31 Jul 2011

US Congress split over debt limit

6:37 am on 31 July 2011

The United States Congress has split along party lines as deadlock continues over raising America's debt limit.

The House of Representatives passed a Republican bill proposed by Speaker John Boehner, by a vote of 218-210 on Friday.

But that was quickly killed by Democrats in the Senate who voted 59-41 against.

The BBC reports that the Boehner plan included some $US900 billion of spending cuts and would raise the debt ceiling by a similar amount.

However, it would require another vote during mid-2012 and includes language in support of a so-called balanced budget amendment to the US constitution - both rejected by the White House and the Senate leadership.

Democrats have said the House bill would force Congress to vote on another extension of the debt ceiling early in 2012, when presidential election campaigns will be in full swing.

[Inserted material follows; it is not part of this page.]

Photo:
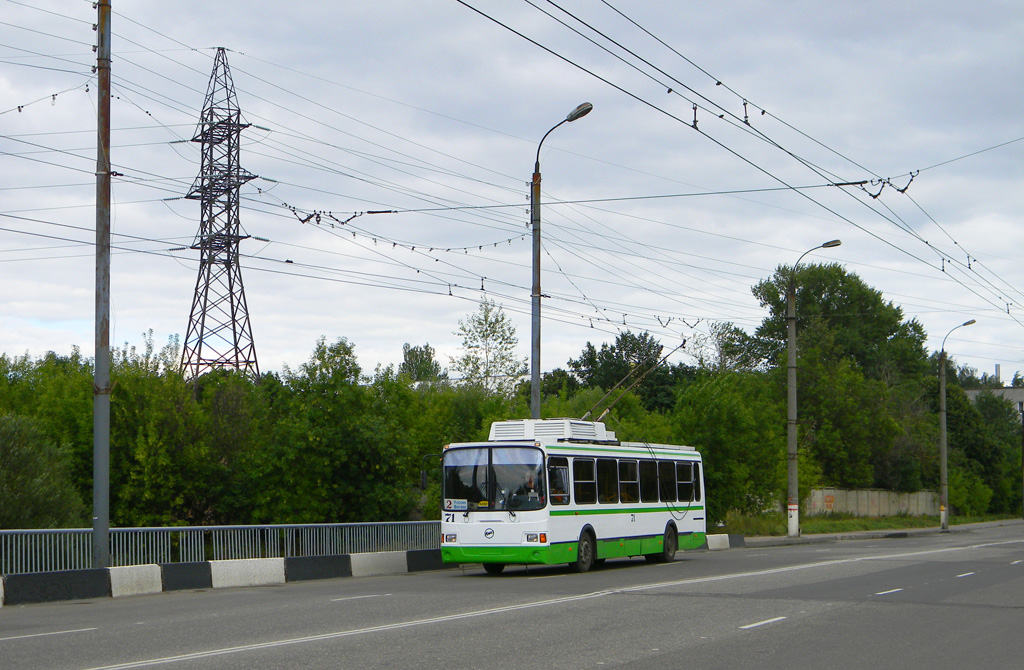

They instead favour a longer term $US2.5 trillion debt limit increase with about $US2.2 trillion in spending cuts, keeping the country in funds until after the next presidential election.

Afterwards, Senate leader Harry Reid (Democratic) said he would start Senate action on a compromise plan and called on Senator Mitch McConnell (Republican) to work with him.

Senator Reid said a short-term debt limit extension is unacceptable.

Current limit

The current limit on borrowing by the federal government is $US14.3 trillion and the deadline for Congress to raise it, is 2 August.

House Speaker John Boehner said Republicans had tried their level best to reach a deal.

''I stuck my neck out a mile to get an agreement with the president of the United States,'' Mr Boehner said, referring to negotiations with President Barack Obama that twice broke down.

''My colleagues, I can tell you I have worked with the president and the administration since the beginning of this year to avoid being in this spot,'' he added.

Meanwhile, Moody's has signaled it probably will not downgrade the United States' AAA credit rating immediately, even if there is no deal to raise the debt ceiling.

The ratings agency said the United States would still have enough money to pay its debts to bondholders after Tuesday.

Debt cap set in 1917

The debt ceiling is set by statute and can be raised only by Congress.

An overall cap was first introduced by Congress in 1917 to make it simpler for the US government to finance its efforts in World War I.

Since then the ceiling has been raised dozens of times. The BBC reports it is usually a formality.